Critical Mass

I finally made my way back to the research building. A burnished sculpture of indeterminate shape stood outside the entrance, next to a metal sign that read “Metargon: Where the Future Lies Behind.” I wondered how much they had paid a branding company to come up with that cryptic slogan.

 

The entrance doors were locked; I announced myself again through an intercom and was buzzed into a small lobby. A semicircle of tan leather chairs and hassocks made up a waiting area. Two people sat there, one thumbing through a magazine, the other typing on her laptop. On the other side of the lobby stood a glossy wooden counter, where a woman handled an intercom and phone bank. I gave her my card, told her someone had promised to talk to me about Martin Binder.

 

“Oh, yes, that would be Jari Liu. I’ll let him know you’re here.”

 

I wandered around the small space, looking at awards and pictures or models of machinery: the Orestes booster rockets which had sent up modules to probe the reaches of the galaxy (Metargon photovoltaics powered the space probe); a mock-up of a nuclear reactor (Metargon’s first plant, designed with a unique core, still powering southern Illinois); the Presidential Freedom Medal, awarded to Metargon’s founder by Ronald Reagan.

 

“V. I. Warshawski, is it?”

 

I jumped and turned around.
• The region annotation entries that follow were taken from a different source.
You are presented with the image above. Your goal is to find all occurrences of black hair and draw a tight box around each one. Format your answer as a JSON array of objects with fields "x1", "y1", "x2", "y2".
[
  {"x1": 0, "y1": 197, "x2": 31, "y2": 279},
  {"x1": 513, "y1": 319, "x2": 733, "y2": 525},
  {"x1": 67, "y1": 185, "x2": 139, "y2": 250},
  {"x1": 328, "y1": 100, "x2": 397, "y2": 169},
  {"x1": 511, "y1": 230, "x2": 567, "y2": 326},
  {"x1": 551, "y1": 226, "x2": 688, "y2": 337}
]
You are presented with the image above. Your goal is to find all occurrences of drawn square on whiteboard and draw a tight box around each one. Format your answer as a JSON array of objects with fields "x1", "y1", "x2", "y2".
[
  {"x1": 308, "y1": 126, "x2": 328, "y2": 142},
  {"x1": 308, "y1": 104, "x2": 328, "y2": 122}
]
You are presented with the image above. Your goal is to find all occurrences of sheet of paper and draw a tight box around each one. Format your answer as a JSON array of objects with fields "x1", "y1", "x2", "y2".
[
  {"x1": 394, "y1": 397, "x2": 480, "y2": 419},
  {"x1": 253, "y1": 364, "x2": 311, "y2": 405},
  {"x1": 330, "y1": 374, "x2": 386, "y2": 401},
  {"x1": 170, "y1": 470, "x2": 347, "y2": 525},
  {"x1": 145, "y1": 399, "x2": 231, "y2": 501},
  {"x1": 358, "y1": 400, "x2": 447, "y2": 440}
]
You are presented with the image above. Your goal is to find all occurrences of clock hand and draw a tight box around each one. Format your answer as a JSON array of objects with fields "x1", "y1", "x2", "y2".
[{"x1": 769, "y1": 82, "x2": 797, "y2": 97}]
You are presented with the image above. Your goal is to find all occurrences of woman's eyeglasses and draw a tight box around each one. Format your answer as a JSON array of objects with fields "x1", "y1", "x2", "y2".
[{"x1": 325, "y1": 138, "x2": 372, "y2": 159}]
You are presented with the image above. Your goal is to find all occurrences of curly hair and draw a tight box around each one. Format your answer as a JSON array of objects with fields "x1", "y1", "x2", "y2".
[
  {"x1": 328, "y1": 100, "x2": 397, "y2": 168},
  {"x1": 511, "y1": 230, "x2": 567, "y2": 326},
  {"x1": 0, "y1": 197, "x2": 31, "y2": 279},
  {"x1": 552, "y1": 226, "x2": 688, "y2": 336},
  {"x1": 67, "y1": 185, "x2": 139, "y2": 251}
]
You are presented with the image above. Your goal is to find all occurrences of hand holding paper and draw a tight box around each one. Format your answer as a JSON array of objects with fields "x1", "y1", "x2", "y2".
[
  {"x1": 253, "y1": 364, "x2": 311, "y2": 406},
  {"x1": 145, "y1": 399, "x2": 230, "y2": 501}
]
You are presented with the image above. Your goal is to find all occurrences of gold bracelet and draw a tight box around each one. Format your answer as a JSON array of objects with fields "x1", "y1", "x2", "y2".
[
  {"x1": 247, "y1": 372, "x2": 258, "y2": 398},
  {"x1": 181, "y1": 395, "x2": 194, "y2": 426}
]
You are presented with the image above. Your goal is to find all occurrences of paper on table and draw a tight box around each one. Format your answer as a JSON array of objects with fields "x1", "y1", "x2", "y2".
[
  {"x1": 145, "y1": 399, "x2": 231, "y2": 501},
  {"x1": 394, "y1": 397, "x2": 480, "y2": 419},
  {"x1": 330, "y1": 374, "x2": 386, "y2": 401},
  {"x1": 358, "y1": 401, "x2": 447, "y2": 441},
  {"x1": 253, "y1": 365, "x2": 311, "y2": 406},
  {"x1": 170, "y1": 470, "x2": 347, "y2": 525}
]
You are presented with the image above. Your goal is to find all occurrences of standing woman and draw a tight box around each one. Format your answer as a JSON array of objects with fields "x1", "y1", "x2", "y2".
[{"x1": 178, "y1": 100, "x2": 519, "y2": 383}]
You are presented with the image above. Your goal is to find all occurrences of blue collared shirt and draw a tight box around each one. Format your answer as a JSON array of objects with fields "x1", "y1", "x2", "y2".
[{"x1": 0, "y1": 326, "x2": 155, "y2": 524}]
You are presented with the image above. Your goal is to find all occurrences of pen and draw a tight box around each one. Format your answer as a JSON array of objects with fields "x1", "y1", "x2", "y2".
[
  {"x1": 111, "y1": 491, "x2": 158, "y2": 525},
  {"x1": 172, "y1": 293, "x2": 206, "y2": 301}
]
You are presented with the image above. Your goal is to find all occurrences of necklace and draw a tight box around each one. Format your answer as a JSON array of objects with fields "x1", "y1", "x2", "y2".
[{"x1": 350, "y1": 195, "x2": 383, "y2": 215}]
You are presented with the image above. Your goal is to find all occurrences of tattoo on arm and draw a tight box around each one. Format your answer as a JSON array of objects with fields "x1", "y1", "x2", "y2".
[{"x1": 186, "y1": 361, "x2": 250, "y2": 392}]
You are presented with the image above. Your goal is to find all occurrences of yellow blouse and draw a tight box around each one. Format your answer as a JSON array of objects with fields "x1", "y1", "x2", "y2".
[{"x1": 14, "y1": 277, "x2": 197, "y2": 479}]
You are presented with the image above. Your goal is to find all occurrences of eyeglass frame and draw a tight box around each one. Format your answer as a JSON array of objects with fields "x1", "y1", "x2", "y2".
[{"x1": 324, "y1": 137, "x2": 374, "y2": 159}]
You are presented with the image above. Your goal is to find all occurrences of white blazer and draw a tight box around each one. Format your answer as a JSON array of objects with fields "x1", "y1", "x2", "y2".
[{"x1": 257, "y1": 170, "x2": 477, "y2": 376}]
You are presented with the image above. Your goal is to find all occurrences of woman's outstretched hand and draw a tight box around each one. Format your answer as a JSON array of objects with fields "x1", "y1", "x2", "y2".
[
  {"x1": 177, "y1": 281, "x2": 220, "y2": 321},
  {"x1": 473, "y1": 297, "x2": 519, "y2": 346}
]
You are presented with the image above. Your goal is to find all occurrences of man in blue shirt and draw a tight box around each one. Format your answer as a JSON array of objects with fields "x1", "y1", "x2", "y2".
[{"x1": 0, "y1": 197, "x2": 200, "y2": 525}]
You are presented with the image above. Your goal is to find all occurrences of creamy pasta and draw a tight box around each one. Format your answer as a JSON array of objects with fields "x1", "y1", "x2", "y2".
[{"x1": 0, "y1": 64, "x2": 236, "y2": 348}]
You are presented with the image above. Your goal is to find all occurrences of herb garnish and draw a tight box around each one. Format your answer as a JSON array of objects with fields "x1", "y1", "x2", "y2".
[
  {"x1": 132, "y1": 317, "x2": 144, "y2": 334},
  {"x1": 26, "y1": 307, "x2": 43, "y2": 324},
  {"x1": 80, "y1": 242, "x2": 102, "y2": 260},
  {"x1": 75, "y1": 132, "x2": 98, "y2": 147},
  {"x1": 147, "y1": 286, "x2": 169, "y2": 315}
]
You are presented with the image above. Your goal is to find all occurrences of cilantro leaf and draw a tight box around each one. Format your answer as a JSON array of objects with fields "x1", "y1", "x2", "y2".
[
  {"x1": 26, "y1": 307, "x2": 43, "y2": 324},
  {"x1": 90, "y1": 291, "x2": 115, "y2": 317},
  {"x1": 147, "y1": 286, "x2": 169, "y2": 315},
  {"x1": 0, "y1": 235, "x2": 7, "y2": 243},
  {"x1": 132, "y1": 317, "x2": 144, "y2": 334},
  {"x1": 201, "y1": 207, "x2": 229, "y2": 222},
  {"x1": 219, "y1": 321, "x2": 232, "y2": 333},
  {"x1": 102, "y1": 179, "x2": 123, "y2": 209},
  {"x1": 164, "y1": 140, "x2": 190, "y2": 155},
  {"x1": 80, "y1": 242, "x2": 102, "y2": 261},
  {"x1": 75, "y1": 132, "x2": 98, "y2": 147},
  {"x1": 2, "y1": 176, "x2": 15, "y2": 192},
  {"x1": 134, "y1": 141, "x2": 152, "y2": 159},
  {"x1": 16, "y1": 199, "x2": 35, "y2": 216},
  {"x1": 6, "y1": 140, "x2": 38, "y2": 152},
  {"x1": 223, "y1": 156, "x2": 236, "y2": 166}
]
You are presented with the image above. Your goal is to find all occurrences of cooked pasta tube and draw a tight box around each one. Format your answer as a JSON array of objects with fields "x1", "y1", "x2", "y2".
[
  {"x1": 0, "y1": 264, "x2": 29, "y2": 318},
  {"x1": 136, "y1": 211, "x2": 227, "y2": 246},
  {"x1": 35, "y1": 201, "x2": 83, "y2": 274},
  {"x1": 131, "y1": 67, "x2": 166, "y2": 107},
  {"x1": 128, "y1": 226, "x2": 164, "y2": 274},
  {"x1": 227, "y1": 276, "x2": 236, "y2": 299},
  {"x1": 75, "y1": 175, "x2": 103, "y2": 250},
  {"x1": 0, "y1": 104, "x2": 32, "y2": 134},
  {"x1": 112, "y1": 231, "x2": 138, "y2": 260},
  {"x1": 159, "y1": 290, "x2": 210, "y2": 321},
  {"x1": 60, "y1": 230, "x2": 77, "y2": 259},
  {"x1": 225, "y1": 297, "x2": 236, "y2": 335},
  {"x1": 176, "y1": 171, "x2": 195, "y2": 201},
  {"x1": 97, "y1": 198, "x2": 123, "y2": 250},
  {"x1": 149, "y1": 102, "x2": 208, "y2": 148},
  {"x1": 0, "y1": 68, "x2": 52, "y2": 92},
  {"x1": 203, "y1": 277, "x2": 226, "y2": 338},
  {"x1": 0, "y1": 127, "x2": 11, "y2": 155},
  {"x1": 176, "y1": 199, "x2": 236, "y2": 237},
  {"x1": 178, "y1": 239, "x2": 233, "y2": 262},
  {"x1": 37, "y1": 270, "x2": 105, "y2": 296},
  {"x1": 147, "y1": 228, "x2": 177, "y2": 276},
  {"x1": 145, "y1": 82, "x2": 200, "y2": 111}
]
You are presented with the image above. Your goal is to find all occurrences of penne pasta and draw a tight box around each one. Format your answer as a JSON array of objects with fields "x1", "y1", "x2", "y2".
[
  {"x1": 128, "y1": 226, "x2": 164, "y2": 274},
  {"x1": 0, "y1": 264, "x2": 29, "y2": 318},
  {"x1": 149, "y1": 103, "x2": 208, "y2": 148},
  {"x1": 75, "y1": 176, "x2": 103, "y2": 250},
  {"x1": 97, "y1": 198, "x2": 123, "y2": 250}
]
Jari Liu had come up behind me on such soft crepe soles that I hadn’t heard him. He was a stocky man in his thirties with lank black hair falling over high cheekbones. In the old days engineers wore white shirts and ties, but Liu had on jeans and a T-shirt that proclaimed “In God We Trust, All Others Show Data.”

 

He shook my hand and propelled me toward the doors that led to the interior. “I’m Martin Binder’s boss, assuming he ever resurfaces and that we take him back. Normally we prefer people to phone in advance for appointments, but I happen to be free right now, so let’s go into the back and talk. I need to take your cell phone and your iPad—we don’t like anyone surreptitiously taking pictures while they’re pretending to talk about AWOL employees.”

 

I took my cell phone out of my pocket, but removed the battery pack before I gave it to him. “I don’t like anyone copying my files while they’re pretending to answer my questions.” For the iPad, I’d have to hope my encrypted lock would keep snoopers at bay, although it probably wouldn’t hold off anyone as sophisticated as the Metargon team.

 

Liu led me quickly to the inner doors. The two people who’d been in the holding pen when I arrived looked at me sourly as we sailed past: they’d been here longer, why did I get priority?

 

Liu bent to press the security card he wore around his neck against a control panel and the doors opened with a pneumatic hiss. We were in a long, high room filled with machine tools and banks of computer consoles. Liu zipped me along too fast for me to have more than a confused impression of a giant magnet lifting a piece of metal that looked like an outsized Frisbee, of men in safety glasses bent over a lathe, a woman in a lab coat and hard hat checking the dials on something that looked like a vat of witches’ brew.

 

We passed a room labeled “Decontamination,” another with the familiar inverted triangles announcing radiation, and moved through a corridor to the second section of the building. Everything in here was quieter.

 

Liu took me to the corner of a room that held several dozen computer monitors, some with the traditional screen most of us know, others with the transparent glass that wowed me in the Bond movies with Judi Dench.

 

Liu looked me up on the Internet, using one of the glass screens so I could see exactly what he was doing. My website came up. Liu pressed a switch on the rim of the screen. There was a tiny flash, and my face suddenly appeared on the monitor next to my website profile. He dragged the image onto the photo I use on my home page.

 

He grinned as he saw my eyes widen. “Yep: you’re the same person. Whether you’re really who your website claims, that I can’t tell. Now you tell me why you’re here asking about Martin Binder.”

 

“He’s vanished,” I said bluntly. “The last time anyone saw him was ten days ago, which you must know: someone from your office called his home last week, looking for him. He lives with his grandmother, but he didn’t say anything to her about where he was going. He’s not answering e-mails or his cell phone. I know he went out with some college kids who were summer interns here. I’d like to get their names so I can see if he told any of them what was in his head, why he took off.”

 

Liu leaned back in his chair, pursing his lips into a gargoyle frown. “I don’t think I can give you names. I was the mentor for the summer fellows—they aren’t interns, by the way, they’re too grand for that. It would be an invasion of the privacy of the kids in the group. What I can do is send an e-mail to them and ask them to get in touch with you if they feel like talking.”

 

I pushed on him, stressing the urgency of asking questions now, before the trail got any colder.